71. Bölüm

2.7K 211 134
                                    


***

Yağmur'un ağzından

“Serenay!”

Koridordaki tüm kapıları açıp odaları kontrol ettikten sonra işleme devam ediyordum. Serenay’ın bugün zorla aldırdığım randevusu vardı ve ne hükmetse, evin hiçbir yerinde bulamıyordum onu.

Başka bir odanın kapısını bıkkınlıkla nefes verip kapattım. Eğer saklanmışsa onu gerçekten iyi bir pataklayacaktım. Çocuk gibi davranmanın yeri değildi. Evet onun yaşına rağmen çocuk ruhlu biri olduğunu çoktan anlamıştım ama bu biraz, abartı değil miydi be?

Ve onun ismini bağırıyorken o ısrarla dışarı çıkmıyordu ve böyle olunca ben daha çok sinirleniyordum. Aslında sinirlendiğimde nasıl bir baş belası olduğumu biliyordu, buna rağmen hâlâ beni bağırtıyorsa ya kahvaltıda yürek yemişti ya da birinci seçenekti.

“Yeminim olsun ki seni bulduğumda balkondan aşağıya kafa üstü sallandıracağım!”

Sıradaki kapıyı açacağım zaman arkadaki kişi benden hızlı davrandı ve kapıyı açtı. İlayda gözleri şişmiş bir şekildeydi. Bir eliyle gözünü ovuşturuyor diğeriyle ise ayakta kalabilmek için duvardan destek alıyordu.

“Sabah sabah niye bağırıyorsun acaba?”

Sabah?

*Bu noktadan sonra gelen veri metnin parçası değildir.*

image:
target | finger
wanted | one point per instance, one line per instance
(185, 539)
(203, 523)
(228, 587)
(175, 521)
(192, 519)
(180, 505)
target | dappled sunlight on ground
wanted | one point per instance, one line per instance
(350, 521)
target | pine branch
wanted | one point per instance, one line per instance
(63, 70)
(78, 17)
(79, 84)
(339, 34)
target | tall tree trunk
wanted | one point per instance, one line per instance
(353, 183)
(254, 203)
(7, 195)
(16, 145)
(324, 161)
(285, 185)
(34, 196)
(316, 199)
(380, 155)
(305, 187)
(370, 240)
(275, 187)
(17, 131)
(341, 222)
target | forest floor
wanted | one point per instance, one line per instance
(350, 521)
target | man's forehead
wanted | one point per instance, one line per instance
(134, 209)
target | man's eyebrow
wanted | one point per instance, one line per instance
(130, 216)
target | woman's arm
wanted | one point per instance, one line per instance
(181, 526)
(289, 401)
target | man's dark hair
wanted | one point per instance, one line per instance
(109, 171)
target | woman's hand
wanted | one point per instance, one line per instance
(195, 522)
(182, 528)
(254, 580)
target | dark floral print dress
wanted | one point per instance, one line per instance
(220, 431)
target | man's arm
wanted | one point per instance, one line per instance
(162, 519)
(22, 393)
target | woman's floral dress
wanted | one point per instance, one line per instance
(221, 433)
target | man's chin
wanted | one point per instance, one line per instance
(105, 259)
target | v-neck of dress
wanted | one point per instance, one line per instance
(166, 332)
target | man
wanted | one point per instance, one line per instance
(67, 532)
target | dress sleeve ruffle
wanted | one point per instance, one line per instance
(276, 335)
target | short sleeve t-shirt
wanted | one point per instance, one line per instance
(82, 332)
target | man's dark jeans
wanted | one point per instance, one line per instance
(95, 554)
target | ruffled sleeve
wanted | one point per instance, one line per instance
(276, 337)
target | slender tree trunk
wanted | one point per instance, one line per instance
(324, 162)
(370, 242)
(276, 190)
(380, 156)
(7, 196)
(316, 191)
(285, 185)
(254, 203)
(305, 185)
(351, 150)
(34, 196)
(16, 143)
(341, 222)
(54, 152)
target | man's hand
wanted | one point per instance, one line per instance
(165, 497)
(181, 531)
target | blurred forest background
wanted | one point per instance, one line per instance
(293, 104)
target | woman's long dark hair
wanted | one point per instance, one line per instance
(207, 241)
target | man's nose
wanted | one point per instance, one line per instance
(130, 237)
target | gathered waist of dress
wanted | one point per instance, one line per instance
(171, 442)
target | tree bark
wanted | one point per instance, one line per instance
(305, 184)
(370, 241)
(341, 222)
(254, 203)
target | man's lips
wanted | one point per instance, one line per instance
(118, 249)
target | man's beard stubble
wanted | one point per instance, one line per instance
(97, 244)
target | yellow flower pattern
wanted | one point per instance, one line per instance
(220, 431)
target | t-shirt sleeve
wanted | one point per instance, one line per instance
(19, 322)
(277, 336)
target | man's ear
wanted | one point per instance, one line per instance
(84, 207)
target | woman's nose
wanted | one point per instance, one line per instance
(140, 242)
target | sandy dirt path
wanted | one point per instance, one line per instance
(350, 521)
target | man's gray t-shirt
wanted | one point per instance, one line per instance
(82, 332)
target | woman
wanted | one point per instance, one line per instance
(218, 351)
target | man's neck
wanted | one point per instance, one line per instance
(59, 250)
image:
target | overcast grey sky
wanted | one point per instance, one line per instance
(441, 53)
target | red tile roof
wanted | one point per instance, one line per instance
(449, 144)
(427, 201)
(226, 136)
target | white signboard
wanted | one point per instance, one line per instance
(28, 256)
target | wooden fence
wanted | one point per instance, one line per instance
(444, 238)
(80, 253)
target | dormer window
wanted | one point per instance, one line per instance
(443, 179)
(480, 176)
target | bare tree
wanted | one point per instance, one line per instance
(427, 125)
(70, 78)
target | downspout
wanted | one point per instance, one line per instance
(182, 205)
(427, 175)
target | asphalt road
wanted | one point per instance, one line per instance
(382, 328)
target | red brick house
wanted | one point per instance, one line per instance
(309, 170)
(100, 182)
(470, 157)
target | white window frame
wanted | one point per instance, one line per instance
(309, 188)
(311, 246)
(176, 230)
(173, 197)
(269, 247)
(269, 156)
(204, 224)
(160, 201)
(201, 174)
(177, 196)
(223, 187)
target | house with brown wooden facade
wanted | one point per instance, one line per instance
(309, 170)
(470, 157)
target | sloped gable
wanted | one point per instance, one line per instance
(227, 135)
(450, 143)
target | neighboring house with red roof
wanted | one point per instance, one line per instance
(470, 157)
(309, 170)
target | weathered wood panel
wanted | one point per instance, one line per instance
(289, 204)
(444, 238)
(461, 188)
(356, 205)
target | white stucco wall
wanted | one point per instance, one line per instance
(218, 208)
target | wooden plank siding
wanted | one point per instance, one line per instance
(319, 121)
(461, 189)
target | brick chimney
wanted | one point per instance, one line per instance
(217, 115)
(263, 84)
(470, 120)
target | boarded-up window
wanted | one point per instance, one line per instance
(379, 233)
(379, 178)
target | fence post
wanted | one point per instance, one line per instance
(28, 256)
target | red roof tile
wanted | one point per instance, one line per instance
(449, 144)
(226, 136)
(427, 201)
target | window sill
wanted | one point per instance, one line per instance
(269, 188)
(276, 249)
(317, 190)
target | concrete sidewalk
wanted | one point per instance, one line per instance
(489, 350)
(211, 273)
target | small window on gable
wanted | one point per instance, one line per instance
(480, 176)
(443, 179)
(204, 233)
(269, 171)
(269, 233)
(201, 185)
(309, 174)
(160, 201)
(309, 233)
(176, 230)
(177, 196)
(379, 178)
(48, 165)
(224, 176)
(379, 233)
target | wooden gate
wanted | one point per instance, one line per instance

Saatin kaç olduğundan haberi yok muydu?

“Serenay’ı arıyorum. Randevusu var ve eğer biraz daha bu saçmalığa devam ederse kaçıracağız.”

Sonlara doğru Serenay’ın anlaması ve ne kadar sinirlendiğimi duyması için sesimin volümünü yükselttim.

İlayda göz devirerek yanımdan geçti ve merdivenlere doğru ilerledi.

“Ara sen ara, bulursun.”

Ben de arkasından göz devirip işime devam ettim. Serenay’ın evinin bu kadar odalı ve büyük olmasının sebebi neydi cidden?

Başka bir odanın kapısını açıp ilk önce kontrol etmek amaçlı kafamı uzattım. Sonunda onu bulmanın verdiği mutluluk ve zafer hissini tüm hücrelerimde hissettikten ve kendimi kendi içimde gereksiz bir uzunlukta övdükten sonra bedenimi de içeriye soktum, ardımdan da kapıyı kapattım.

Olası bir durumda, Serenay’ın kaçmasını istemezdim çünkü.

Yerde yüz üstü uzanıyordu ve gözleri kapalıydı. Ayrıca kulaklıkları da takılıydı. Bu yüzden mi beni duymamıştı?

Ayağımla onu dürttüm.

“Şşt.”

“Aradığınız Serenay’a şu anda ulaşılamıyor. Lütfen daha sonra tekrar denemeyiniz çünkü muhtemelen tekrar denerseniz yine ulaşılamayacak.”

Kulaklarındakileri çektim ve telefonuyla beraber elime aldım.

“Sana beş dakika veriyorum. Eğer beş dakika içerisinde hazır olmazsan olacaklara hiç karışmam.”

Bir anda telaşlıca ayağa kalktı. Telaşlandığını ise ayağa kalkıyorken bile yere düşmesinden anlamıştım. Neler yapabileceğimi biliyordu çünkü.

“Nasıl beş dakika? Bildiğin beş dakika mı!? Delirdin mi sen çok kısa!”

Koridordan sesini duyabiliyordum. Bende odadan çıkıp Serenay’ın odasına doğru ilerlemeye başladım. Büyük ihtimalle şu an üstünü giyiniyordu ama içeri girdiğimde beni göremeyecek kadar heyecanlıydı.

Öyle de oldu, içeri girdiğimde bir yandan bir yana savruluyordu. Büyük ihtimalle çorapları parkelerin üzerinde kayıyordu ki, koştuğu için hızını alamıyor düşecek raddeye geliyordu.